On Monday, 30 December 2013 at 21:40:58 UTC, Thomas Gann wrote:
I've written a Markov bot in D, and I have function whose job
it is to take an input string, convert all newline characters
to spaces and all uppercase letters to lowercase, and then
return an array of words that are generated by splitting the
string up by whitespace. Here is the function is question:
string[] split_sentence(string input)
{
string line;
foreach(c; input)
{
if(c == '\n' || c == '\r')
line ~= ' ';
else
line ~= c.toLower();
}
return line.splitter(' ').filter!(a => a.length).array;
}
Obviously, one issue is that because the string is immutable, I
can't modify it directly, and so I actually build an entirely
new string in place. I would have just made a mutable duplicate
of the input and modify that, but then I would get errors
returning, because it expects string[] and not char[][]. Is
there a more elegant way to do what I'm doing?
A few points:
by declaring a new string and appending to it you are risking a
lot of allocations. Either use std.array.appender or allocate the
array with the correct size at the beginning.

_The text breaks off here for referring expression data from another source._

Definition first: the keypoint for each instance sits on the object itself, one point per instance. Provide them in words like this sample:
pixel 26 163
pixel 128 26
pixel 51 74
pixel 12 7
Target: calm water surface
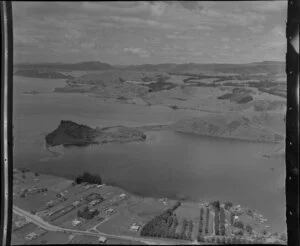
pixel 167 164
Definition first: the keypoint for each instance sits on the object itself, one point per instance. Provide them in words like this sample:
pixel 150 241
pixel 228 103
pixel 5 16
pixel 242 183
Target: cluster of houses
pixel 135 227
pixel 36 233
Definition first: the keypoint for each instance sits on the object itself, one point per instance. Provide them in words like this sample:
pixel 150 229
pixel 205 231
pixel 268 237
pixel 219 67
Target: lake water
pixel 167 164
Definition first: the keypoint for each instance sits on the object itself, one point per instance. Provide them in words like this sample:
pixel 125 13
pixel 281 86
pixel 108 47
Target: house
pixel 31 236
pixel 102 239
pixel 134 227
pixel 76 222
pixel 76 203
pixel 122 195
pixel 92 203
pixel 109 210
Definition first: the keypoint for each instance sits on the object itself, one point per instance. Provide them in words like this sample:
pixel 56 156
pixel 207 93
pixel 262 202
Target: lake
pixel 168 164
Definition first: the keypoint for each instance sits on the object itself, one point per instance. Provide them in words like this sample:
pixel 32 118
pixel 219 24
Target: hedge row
pixel 222 222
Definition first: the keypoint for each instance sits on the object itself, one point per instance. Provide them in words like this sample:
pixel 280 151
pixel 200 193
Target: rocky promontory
pixel 70 133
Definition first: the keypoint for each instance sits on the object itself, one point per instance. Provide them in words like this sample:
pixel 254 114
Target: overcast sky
pixel 149 32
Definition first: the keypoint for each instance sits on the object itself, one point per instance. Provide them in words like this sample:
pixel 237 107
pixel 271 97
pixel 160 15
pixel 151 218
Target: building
pixel 31 236
pixel 92 203
pixel 76 222
pixel 76 203
pixel 122 195
pixel 134 227
pixel 109 210
pixel 102 239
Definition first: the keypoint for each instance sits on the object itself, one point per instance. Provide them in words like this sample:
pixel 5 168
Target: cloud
pixel 225 39
pixel 270 6
pixel 137 51
pixel 87 45
pixel 138 22
pixel 257 28
pixel 278 31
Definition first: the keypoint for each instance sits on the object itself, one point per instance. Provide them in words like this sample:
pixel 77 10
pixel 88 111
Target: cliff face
pixel 232 126
pixel 70 133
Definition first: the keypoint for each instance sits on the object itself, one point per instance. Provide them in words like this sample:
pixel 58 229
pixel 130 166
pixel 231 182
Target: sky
pixel 152 32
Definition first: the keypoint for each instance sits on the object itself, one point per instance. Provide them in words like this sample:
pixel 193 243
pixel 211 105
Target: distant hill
pixel 269 67
pixel 89 65
pixel 35 73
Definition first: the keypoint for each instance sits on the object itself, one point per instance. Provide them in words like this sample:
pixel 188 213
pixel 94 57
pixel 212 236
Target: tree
pixel 283 236
pixel 249 229
pixel 200 238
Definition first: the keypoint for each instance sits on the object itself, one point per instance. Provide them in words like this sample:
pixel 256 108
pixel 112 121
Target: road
pixel 45 225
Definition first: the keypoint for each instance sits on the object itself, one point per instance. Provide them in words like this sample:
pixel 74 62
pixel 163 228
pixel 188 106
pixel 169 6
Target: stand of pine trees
pixel 163 225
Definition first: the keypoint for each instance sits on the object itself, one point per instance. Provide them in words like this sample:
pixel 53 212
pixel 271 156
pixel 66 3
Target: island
pixel 70 133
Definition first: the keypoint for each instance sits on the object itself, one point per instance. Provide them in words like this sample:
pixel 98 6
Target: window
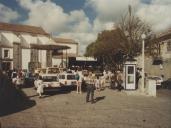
pixel 169 46
pixel 6 53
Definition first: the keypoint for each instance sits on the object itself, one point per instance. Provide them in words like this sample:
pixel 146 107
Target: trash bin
pixel 151 87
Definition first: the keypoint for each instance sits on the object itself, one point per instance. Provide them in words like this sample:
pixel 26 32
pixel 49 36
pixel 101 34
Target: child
pixel 39 86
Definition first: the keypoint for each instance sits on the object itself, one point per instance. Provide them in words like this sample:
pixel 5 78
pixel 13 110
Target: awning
pixel 7 39
pixel 27 40
pixel 49 47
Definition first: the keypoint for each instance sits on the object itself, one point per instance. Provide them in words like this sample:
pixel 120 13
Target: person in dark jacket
pixel 90 81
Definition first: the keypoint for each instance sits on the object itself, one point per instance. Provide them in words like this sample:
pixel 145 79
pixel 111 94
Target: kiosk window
pixel 130 79
pixel 130 70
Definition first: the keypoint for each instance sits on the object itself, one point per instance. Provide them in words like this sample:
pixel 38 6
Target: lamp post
pixel 143 36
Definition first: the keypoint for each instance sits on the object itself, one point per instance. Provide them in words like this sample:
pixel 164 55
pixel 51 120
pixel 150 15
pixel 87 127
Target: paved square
pixel 112 110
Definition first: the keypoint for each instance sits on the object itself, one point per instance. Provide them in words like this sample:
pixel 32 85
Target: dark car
pixel 167 84
pixel 29 80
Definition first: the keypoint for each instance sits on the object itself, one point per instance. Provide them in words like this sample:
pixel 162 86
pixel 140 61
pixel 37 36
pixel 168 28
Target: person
pixel 119 81
pixel 97 84
pixel 39 86
pixel 14 76
pixel 138 76
pixel 79 81
pixel 90 81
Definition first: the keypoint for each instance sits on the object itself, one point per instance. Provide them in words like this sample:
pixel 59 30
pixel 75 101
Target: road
pixel 112 110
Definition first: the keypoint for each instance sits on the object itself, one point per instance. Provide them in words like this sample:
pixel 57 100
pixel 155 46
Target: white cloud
pixel 110 10
pixel 52 18
pixel 82 38
pixel 7 14
pixel 157 14
pixel 76 24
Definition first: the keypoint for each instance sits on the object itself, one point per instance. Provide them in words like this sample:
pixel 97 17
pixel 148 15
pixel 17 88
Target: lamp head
pixel 143 36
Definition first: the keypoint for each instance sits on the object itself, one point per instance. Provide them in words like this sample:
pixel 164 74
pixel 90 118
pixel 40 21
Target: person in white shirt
pixel 97 83
pixel 79 77
pixel 40 86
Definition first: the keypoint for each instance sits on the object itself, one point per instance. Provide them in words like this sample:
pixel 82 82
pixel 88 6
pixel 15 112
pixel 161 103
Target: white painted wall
pixel 42 58
pixel 73 48
pixel 164 52
pixel 26 54
pixel 10 53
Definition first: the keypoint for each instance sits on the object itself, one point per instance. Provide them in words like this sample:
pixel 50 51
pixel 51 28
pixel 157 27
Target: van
pixel 49 81
pixel 67 79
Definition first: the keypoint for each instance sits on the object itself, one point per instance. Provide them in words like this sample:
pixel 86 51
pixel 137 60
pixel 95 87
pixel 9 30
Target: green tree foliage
pixel 125 40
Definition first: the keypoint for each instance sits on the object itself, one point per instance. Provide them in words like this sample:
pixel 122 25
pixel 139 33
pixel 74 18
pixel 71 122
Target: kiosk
pixel 130 75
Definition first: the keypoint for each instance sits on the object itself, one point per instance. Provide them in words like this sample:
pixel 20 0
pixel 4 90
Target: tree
pixel 112 46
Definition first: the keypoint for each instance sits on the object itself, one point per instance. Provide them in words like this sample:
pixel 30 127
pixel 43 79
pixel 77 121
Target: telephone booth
pixel 130 75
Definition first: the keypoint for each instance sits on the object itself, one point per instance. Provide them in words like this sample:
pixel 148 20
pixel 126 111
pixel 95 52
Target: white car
pixel 158 79
pixel 49 81
pixel 67 79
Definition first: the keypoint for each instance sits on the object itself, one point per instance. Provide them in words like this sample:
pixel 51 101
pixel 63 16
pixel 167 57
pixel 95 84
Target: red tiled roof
pixel 16 28
pixel 62 40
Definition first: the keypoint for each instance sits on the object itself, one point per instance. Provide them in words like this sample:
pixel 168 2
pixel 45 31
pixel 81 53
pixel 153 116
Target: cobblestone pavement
pixel 112 110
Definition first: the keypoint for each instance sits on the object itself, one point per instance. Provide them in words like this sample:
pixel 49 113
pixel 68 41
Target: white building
pixel 63 55
pixel 26 47
pixel 161 64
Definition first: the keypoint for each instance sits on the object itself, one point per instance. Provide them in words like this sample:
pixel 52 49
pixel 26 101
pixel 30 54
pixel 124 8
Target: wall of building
pixel 73 49
pixel 42 58
pixel 164 50
pixel 155 70
pixel 26 55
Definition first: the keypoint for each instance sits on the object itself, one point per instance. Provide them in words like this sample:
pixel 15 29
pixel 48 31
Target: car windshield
pixel 61 76
pixel 49 78
pixel 70 77
pixel 53 70
pixel 154 78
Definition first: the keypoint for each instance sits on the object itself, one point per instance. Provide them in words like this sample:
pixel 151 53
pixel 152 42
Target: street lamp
pixel 143 36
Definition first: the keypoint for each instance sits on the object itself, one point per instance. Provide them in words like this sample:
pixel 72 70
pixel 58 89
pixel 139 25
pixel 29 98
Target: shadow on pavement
pixel 99 98
pixel 58 91
pixel 13 100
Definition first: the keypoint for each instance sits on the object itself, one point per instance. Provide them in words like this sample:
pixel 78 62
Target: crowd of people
pixel 113 80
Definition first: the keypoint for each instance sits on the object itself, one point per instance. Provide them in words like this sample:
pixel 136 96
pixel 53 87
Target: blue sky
pixel 82 20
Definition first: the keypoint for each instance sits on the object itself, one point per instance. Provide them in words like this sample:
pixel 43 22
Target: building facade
pixel 161 65
pixel 26 47
pixel 62 58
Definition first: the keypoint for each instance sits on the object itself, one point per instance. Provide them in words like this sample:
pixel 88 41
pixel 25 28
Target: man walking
pixel 90 81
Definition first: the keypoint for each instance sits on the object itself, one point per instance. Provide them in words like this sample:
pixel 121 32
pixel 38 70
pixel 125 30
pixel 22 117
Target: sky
pixel 82 20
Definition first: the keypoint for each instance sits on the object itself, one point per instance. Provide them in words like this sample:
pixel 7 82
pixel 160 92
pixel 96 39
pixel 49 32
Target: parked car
pixel 67 79
pixel 29 79
pixel 49 81
pixel 158 80
pixel 167 84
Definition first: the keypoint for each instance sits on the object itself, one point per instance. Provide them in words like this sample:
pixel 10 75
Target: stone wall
pixel 49 58
pixel 17 56
pixel 156 70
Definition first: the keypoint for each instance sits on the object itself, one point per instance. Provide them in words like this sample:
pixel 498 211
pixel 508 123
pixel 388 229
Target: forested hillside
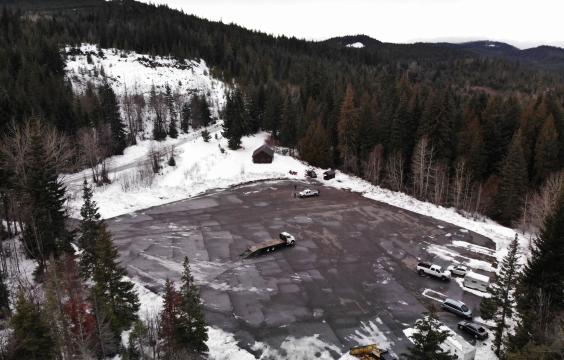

using .array on the end of the ufcs chain is yet another
allocation. It can be avoided using std.algorithm.copy to copy
the result back in to 'line'
In my opinion the whole API would be better as range-based:
auto splitSentence(R)(R input)
if(isInputRange!R)
{
return input
.map!(c => (c == "\n"[0] || c == "\r"[0]) ? ' ' :
c.toLower)
.splitter!(' ')
.filter!(a => !(a.empty));
}